Friday, November 30, 2018

From My Nature Journal: A Tribute. And a Tribute


I had a new old friend who died recently, and this post is a tribute to him and to something in the natural world he loved unlike anyone else I ever knew.

Walter was a colorful character with an interesting history, to say the least, and was full of stories. I dare not go into them here or I won’t get to my second tribute, which was actually his, but suffice it to say that I’ve not met many others who flew planes on ‘the other side’ in war against the United States. He and his dear wife Ingrid became good friends during a brief time I was their pastor a couple years ago. Oh, I did call him a new old friend, didn’t I? The recent nature of our friendship is the ‘new’ part. And the ‘old?’ Well, Walter was over ninety years of age. And he was dying.

The tenuous state of both his and his wife’s health was the thing that first brought Gail and me to meet him, but it was his honest and vulnerable questions about life and death, faith and doubt that caused me to quickly love the man. And I count it a great privilege to have been his friend as he struggled with his mortality.

His interests were vast. Like me, he was a naturalist and a man of strong Christian faith. Unlike me, he was also a very accomplished yet retired Boeing engineer, and, as already inferred, a pilot. Whether it was this thing of flight, which was his passion, that drew him to the husbandry of bees, I do not know. But a skilled beekeeper he also was, in spite of the fact that his greater Seattle home was surrounded by others for many miles around. At our first visit, I took little notice of the napkins he and his wife had set before us with our afternoon coffee – black, yellow, and covered with bees. Yet in subsequent visits not only would we tour his apiary, but our conversations somehow often became interlaced with lessons he had learned from his apiculture hobby; and I’d also find he and Ingrid had other bee-themed napkins with which to grace a table.
What stunned me was the
depth of Walter’s love…

Wow, did Walter know bees. He knew how they lived and died, how they behaved, how both the social and physical realities of their colony worked. And I came to find through listening to his stories that he also delighted in knowing his bees. When I took more than a casual interest in his accounts of queens he had known, in fact, had known well enough to recognize and name, he took a risk and shared with me a poem he had written when one of his colonies had died mysteriously and abruptly.  When he set the paper in my hands, he said, “Here it is. Some people might think I’m crazy.”
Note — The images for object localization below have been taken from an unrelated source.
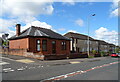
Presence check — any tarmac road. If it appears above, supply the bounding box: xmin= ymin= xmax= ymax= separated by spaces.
xmin=0 ymin=54 xmax=119 ymax=82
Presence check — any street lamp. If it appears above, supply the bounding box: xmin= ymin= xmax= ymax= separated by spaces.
xmin=87 ymin=14 xmax=96 ymax=57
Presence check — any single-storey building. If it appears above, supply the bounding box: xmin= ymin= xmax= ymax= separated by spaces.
xmin=8 ymin=24 xmax=70 ymax=59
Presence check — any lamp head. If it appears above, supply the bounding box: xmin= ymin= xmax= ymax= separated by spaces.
xmin=92 ymin=14 xmax=96 ymax=16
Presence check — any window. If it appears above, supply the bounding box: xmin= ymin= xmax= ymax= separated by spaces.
xmin=37 ymin=40 xmax=40 ymax=51
xmin=52 ymin=41 xmax=56 ymax=53
xmin=82 ymin=48 xmax=84 ymax=52
xmin=90 ymin=41 xmax=92 ymax=44
xmin=84 ymin=40 xmax=86 ymax=44
xmin=72 ymin=38 xmax=74 ymax=43
xmin=76 ymin=39 xmax=78 ymax=44
xmin=42 ymin=40 xmax=47 ymax=51
xmin=62 ymin=41 xmax=66 ymax=50
xmin=96 ymin=41 xmax=98 ymax=44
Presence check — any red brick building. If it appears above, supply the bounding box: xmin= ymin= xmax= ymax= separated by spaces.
xmin=8 ymin=24 xmax=70 ymax=59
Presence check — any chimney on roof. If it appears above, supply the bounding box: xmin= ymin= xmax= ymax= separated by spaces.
xmin=16 ymin=24 xmax=21 ymax=36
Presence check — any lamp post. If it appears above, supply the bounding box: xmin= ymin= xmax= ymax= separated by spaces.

So, along with my tribute to my new old friend Walter, I share his tribute to his lost colony, a poem he named, “Bee Requiem.”

In painful sorrow, sad and mourning I see the ravages of death
Unnumbered little bodies, now just shells awaiting their return to a new cycle
In mother earth’s deep wonder wells

Maya, Mahrah and the others who circled in exploring paths
And walked on cheeks and head and ears, and sometimes down my neck
Into my bosom to feel the warmth and listen to my heart

As one brave creature entered my ear to see what’s in there
I, deeply touched, produced a tear, only to have another see fit to drink it,
Thereby translating me to yonder wonderland so dear

And so, the present seemed to vanish, relieving me from troubled thoughts and fears
Oh, blessed beings, how I miss you and wish you would be here to drink my tears

But, praise the Lord, the souls of all creation remain existing in His heart
And when my time has come I will again be with you
In perfect love and recognition, never ever to depart

                                                ~~ WEB, August 2008, Colony #4

I was stunned as I finished reading. It wasn’t so much about new insights I’d gained into bees and beekeeping, something about which as a naturalist I had known embarrassingly little. It wasn’t the quality of the poetry, of which I certainly could never be judge anyway. It wasn’t about some flashy spiritual sound byte that might look good on a cheesy nature calendar. And it wasn’t that I found Walter crazy, far from it. What stunned me was the depth of Walter’s simple love. In his beautiful tribute, I saw a man who deeply loved life, who achingly loved the natural world, even intimately loved creatures that had once caused me an anaphylactic reaction. And I also saw the answer to Walter’s doubt, in words he himself had written years before, words that contained all the seeds of assurance he might ever one day need. I came to tears through the reading. As did he, by the way.

So there are my two tributes, one to Walter, one to his bees.

Walter, I’ll miss you. Thanks for inspiring me with your love of God’s creation. And do you know what I’d like very much? Perhaps one day, in perfect love and recognition, we can meet again for coffee in yonder wonderland over bee-themed napkins.